It was Boy Three’s big Christmas celebration at nursery today. Mercifully brief, it consisted of a couple of songs and a visit from the big man.
Instructed to sing loudly, he Jingle Bell-ed like fury with a very worried look on his face, never taking his eye off the door until Santa arrived.
I think he still believes that Father Christmas really lives at the North Pole or in Lapland and is assisted by elves to prepare presents that he delivers on a flying sledge powered by reindeer. Though I’m not certain.
When his big brothers were little it was easy to keep the mythology going, everyone was on message and they didn’t ask many difficult questions: Or at least not until they were a few years into primary school.
I remember one magical misty evening when the Santa Wagon came past. Now, anyone over about seven can see that it’s, in fact, an old pick-up with a chap in a costume sitting on a garden chair in the back while festive music blasts out of the speakers. It drives slowly around the streets dispensing sweeties and collecting for local groups. But this night Boys One and Two in the dressing gowns watched, open mouthed, as Santa stopped outside their house, gave them a treat and said: “I’ll be back soon.”
Though, I fear Boy Three, who is only four, would notice that the sleigh was only painted MDF and the chariot runs on diesel not carrots.
He’s not daft and you can already see there’s a flicker of doubt or, even, incredulity at it all. And who can blame him, it’s pretty preposterous, after all.
Yesterday he asked: “Who helps Santa get all the presents then?”
“Elves, of course.” I replied.
The day before, it was: “What happens if he gets lost?”
“He won’t. He’s magic. He’s never got lost before.”
And earlier: “I saw him, you know. Outside nursery.”
“Really? Wasn’t he bringing presents to the children in the baby room?”
And: “Why’s Rudolph’s nose red?”
“Erm. Maybe he has a cold.”
“Then if he gets better he won’t be Rudolph any more, will he?”
I wonder if someone else hasn’t inadvertently let the cat out of the bag.
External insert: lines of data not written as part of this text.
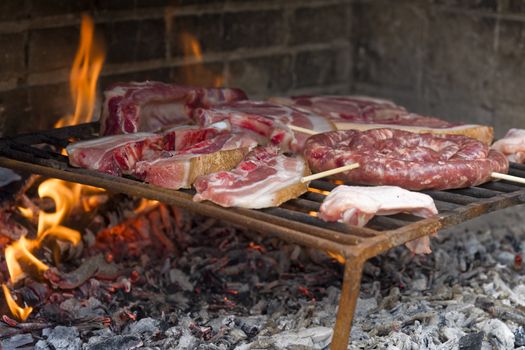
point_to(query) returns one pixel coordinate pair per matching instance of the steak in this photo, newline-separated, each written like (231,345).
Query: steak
(149,106)
(265,178)
(179,169)
(365,113)
(409,160)
(266,121)
(512,145)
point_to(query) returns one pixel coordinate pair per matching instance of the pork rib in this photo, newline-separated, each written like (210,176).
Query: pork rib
(270,122)
(365,113)
(149,106)
(180,169)
(265,178)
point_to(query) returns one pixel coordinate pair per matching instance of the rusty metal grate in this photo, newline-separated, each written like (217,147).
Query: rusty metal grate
(40,153)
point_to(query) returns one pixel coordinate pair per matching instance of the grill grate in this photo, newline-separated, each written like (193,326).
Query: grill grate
(39,152)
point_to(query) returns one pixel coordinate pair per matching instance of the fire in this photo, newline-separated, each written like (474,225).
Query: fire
(67,197)
(194,71)
(21,313)
(84,75)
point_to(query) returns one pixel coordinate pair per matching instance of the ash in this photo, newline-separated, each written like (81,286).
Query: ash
(198,283)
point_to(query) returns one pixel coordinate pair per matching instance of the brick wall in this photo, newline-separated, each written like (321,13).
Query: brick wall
(265,47)
(456,59)
(459,60)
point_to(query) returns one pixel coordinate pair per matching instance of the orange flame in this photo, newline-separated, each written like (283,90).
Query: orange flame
(66,196)
(21,313)
(194,71)
(84,75)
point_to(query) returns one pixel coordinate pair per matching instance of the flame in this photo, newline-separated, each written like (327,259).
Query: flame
(84,75)
(194,71)
(21,313)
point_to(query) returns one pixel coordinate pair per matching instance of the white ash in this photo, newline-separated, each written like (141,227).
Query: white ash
(468,294)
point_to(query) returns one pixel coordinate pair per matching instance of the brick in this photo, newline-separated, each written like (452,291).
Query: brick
(12,56)
(52,48)
(133,41)
(15,118)
(508,115)
(460,57)
(508,83)
(483,5)
(390,44)
(207,29)
(39,8)
(14,9)
(161,74)
(325,67)
(209,74)
(48,104)
(262,76)
(253,29)
(319,24)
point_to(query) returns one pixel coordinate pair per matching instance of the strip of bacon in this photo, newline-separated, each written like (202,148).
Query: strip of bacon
(269,122)
(357,205)
(265,178)
(149,106)
(512,145)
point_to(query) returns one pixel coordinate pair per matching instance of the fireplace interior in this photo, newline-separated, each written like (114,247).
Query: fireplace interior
(125,267)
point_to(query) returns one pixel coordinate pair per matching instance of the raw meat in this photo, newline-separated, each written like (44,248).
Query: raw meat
(409,160)
(266,120)
(365,113)
(512,145)
(356,205)
(265,178)
(116,154)
(149,106)
(179,169)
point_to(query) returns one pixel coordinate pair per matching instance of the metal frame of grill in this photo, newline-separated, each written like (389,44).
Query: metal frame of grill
(40,153)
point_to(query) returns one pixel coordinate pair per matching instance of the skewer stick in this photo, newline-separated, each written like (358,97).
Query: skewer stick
(501,176)
(329,172)
(303,130)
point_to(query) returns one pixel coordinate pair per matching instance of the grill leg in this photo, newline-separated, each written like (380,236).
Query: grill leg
(347,302)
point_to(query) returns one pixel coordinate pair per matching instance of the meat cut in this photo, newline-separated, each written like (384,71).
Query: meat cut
(265,178)
(512,145)
(365,113)
(180,169)
(149,106)
(116,154)
(401,158)
(357,205)
(269,122)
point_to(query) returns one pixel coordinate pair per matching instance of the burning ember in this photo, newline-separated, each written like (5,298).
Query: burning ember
(21,256)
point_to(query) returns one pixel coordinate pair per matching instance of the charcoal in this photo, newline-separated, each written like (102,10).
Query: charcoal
(118,342)
(147,326)
(498,334)
(19,341)
(472,341)
(64,338)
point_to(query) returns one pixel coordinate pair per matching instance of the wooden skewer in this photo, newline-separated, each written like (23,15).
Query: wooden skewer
(329,172)
(303,130)
(501,176)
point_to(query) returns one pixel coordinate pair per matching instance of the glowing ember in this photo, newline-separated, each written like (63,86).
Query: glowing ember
(194,72)
(20,313)
(84,75)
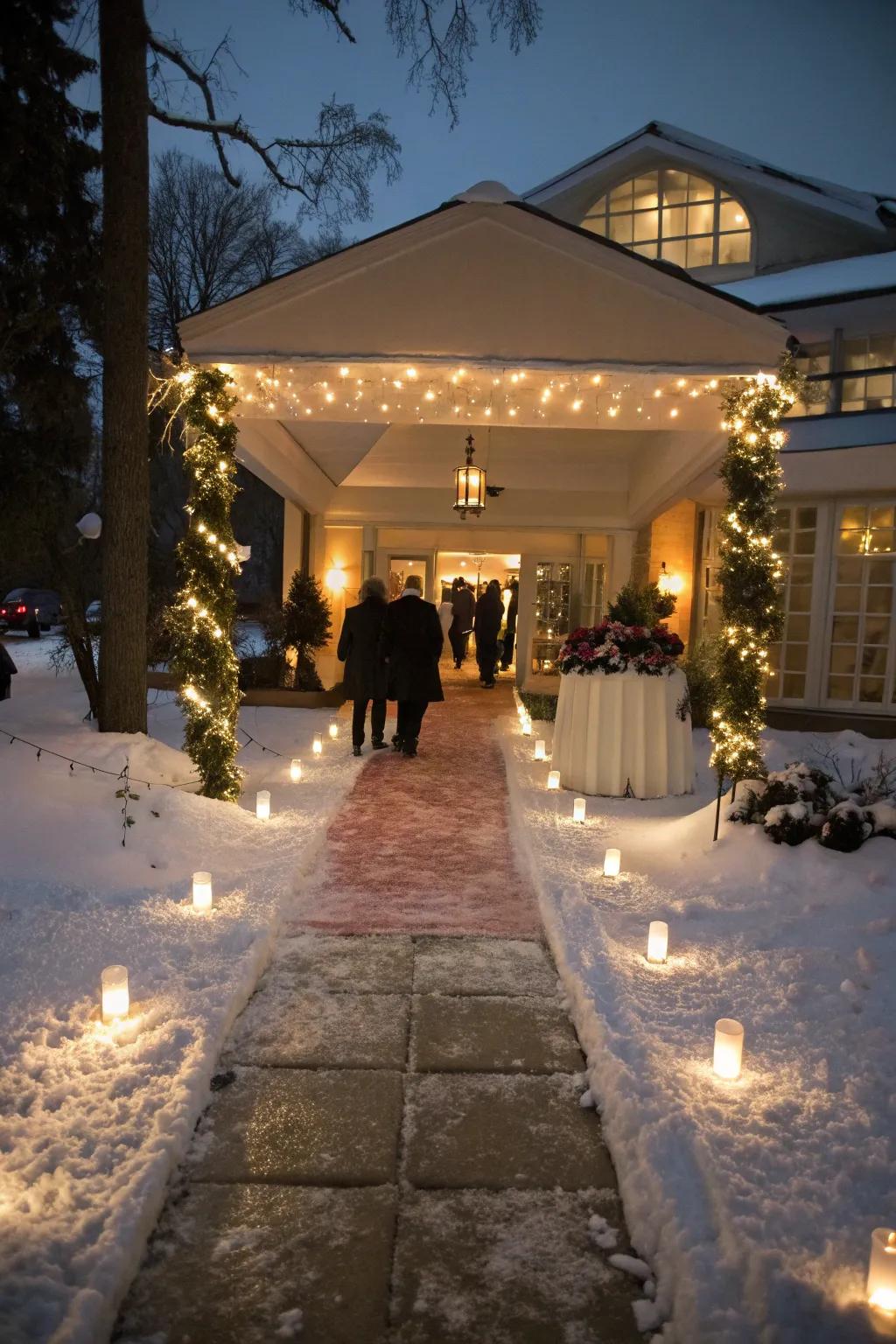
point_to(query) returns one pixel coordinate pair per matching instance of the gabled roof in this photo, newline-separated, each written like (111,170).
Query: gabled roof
(868,208)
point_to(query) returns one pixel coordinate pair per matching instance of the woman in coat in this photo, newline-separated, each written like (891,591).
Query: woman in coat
(489,613)
(462,606)
(366,676)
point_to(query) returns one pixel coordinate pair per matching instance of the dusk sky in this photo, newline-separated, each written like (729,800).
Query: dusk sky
(808,87)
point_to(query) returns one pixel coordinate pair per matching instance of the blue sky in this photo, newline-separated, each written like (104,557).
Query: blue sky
(805,85)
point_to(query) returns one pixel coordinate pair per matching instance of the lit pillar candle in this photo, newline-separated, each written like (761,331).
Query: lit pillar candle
(728,1048)
(116,1000)
(202,892)
(657,940)
(881,1269)
(612,863)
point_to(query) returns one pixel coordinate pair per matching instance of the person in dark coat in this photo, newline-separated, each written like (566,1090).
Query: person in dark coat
(411,641)
(366,677)
(464,609)
(509,634)
(489,613)
(7,672)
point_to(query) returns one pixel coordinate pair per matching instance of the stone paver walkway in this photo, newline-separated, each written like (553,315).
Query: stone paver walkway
(396,1152)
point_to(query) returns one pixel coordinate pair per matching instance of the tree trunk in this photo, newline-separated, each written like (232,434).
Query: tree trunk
(125,469)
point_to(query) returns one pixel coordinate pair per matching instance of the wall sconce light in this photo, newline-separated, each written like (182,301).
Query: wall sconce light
(881,1270)
(669,584)
(657,941)
(728,1048)
(202,892)
(116,999)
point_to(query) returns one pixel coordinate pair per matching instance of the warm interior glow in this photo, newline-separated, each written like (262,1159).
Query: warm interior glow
(728,1048)
(116,999)
(657,941)
(202,892)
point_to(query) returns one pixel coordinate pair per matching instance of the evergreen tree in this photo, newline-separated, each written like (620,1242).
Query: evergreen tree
(47,290)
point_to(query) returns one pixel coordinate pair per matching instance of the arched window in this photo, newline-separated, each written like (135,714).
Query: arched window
(676,217)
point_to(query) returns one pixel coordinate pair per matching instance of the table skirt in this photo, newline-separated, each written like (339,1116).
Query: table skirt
(624,730)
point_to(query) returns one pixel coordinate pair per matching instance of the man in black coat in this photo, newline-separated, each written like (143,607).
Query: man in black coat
(359,649)
(411,641)
(489,613)
(462,609)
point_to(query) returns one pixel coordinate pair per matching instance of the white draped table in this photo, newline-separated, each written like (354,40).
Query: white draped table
(620,729)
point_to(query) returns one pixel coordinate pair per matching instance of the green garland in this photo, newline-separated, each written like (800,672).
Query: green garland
(751,571)
(202,614)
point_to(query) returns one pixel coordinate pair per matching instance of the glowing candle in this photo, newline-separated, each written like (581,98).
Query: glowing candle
(657,940)
(881,1270)
(202,892)
(116,1000)
(728,1048)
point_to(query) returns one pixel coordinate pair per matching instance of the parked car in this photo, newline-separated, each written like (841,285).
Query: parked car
(30,609)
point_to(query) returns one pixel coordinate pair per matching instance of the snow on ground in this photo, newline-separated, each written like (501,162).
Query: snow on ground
(93,1123)
(752,1201)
Several times I’ve had to do the equivalent of kicking the big Boys under the table when they blurted out something off message. Occasionally it’s been other people’s kids too.
It makes me wonder what he’s overheard when I wasn’t there. He’s not daft and there have been plenty of clues.
The Big Boys wouldn’t spill the beans on purpose, and they’re excited enough about the looming present-fest even though they know the gifts arrive in Post Office van rather than a flying sledge. When they remember they do toe the line, I just hope it’s enough.
How do you keep the Santa secret when there are older children around?